The first ascent of Kangchenjunga South took place in 1978, 23 years after the first successful summit of the main peak. It was climbed by a Polish team consisting of Eugeniusz Chrobak and Wojciech Wróż.

In 1989, the mountain was climbed for the first time without supplemental oxygen by a Russian team led by Eduard Myslovsky.

In 1991, Marko Prezelj and Andrej Štremfelj successfully summited Kangchenjunga South by its Southwest ridge, in alpine style.
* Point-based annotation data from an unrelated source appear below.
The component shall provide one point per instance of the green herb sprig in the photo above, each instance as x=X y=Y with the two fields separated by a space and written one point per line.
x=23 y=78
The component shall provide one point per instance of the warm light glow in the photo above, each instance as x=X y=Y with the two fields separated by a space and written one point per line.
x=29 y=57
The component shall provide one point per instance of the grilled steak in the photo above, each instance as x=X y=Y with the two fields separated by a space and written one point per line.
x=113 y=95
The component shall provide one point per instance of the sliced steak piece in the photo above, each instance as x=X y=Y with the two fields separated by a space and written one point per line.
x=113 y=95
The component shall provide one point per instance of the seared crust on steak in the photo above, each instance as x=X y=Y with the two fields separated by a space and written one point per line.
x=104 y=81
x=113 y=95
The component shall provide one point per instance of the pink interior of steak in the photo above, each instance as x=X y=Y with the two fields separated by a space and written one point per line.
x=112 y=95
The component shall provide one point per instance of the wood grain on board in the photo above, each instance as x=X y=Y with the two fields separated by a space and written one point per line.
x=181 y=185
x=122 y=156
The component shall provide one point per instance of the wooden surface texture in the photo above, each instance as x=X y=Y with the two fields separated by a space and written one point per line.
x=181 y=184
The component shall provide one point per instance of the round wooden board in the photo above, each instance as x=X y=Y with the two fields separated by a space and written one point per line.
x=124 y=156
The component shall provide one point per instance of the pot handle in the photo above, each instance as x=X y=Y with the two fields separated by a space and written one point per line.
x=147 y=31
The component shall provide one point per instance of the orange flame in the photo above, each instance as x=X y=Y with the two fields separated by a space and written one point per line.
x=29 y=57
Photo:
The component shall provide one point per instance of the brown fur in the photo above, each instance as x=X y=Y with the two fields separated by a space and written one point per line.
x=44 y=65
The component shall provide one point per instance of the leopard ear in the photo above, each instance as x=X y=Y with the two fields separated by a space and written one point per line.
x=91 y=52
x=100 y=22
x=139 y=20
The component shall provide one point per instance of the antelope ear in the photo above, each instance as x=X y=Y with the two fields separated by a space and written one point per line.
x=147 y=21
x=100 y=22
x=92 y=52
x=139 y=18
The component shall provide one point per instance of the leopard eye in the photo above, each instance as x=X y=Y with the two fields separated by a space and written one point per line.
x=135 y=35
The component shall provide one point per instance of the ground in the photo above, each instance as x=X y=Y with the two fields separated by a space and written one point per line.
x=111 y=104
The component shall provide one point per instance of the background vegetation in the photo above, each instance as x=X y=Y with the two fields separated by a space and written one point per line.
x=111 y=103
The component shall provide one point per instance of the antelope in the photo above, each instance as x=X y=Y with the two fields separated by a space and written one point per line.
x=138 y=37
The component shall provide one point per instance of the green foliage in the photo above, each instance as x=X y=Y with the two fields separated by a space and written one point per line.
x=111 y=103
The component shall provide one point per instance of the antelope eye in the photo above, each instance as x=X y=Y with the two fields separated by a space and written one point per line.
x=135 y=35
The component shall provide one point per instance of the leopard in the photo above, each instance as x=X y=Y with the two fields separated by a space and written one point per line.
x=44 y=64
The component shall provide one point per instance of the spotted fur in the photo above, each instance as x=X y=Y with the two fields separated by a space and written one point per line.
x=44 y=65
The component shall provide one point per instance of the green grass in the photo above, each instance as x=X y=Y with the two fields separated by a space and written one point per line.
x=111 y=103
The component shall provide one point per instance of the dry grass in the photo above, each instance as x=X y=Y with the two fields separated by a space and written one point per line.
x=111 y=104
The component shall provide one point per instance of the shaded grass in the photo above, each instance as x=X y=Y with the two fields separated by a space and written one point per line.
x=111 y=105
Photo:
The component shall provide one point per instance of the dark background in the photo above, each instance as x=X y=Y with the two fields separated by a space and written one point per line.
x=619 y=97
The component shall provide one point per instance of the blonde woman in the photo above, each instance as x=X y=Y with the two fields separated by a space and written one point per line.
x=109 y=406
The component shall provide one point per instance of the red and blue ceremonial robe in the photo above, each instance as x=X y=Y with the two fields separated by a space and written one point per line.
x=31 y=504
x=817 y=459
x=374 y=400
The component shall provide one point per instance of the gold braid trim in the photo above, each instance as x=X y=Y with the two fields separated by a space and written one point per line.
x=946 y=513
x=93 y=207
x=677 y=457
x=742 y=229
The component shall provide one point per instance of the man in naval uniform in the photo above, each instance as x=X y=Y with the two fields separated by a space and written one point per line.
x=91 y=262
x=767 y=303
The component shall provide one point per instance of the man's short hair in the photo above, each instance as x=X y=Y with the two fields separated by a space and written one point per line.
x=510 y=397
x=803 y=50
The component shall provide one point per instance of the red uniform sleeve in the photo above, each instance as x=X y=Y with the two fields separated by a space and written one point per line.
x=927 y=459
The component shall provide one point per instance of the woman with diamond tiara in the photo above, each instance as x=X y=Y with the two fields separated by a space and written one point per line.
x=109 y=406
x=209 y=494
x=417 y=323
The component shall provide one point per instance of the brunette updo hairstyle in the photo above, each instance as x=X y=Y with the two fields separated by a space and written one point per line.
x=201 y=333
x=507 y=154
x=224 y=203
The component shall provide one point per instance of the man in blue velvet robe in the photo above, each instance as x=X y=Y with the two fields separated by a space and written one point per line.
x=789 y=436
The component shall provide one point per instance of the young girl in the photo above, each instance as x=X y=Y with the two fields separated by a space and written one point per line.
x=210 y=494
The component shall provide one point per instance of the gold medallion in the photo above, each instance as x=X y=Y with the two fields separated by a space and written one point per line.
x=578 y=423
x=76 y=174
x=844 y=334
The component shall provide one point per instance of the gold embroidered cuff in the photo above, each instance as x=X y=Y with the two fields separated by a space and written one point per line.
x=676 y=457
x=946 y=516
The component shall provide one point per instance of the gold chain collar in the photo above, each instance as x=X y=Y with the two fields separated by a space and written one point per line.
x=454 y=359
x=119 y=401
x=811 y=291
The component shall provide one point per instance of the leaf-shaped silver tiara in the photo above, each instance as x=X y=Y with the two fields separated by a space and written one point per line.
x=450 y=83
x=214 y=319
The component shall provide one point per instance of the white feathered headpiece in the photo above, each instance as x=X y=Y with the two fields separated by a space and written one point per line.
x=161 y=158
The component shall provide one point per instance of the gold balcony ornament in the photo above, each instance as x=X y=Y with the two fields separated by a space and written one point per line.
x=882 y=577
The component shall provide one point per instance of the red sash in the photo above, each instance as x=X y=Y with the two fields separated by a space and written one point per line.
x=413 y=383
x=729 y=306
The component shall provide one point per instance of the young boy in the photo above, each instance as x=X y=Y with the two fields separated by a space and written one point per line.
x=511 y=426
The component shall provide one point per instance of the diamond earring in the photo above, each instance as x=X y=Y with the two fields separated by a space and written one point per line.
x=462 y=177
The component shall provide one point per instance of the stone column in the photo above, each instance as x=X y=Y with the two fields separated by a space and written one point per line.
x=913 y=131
After a challenging climb, they reached the summit on April 30. The following year, the pair were awarded the inaugural Piolets d'Or for their successful ascent.

In 2012, Kangchenjunga South was first summited in Winter, when it was climbed by German Philipp Kunz and his team of four Sherpas, Tshering Dorje Sherpa, Kami Chiriri Lama, Lhakpa Wangel Sherpa, and Nima Ongdi Sherpa. The team reached the summit on February 15. Supplementary oxygen was not used in the ascent, and the expedition took 15 days in total.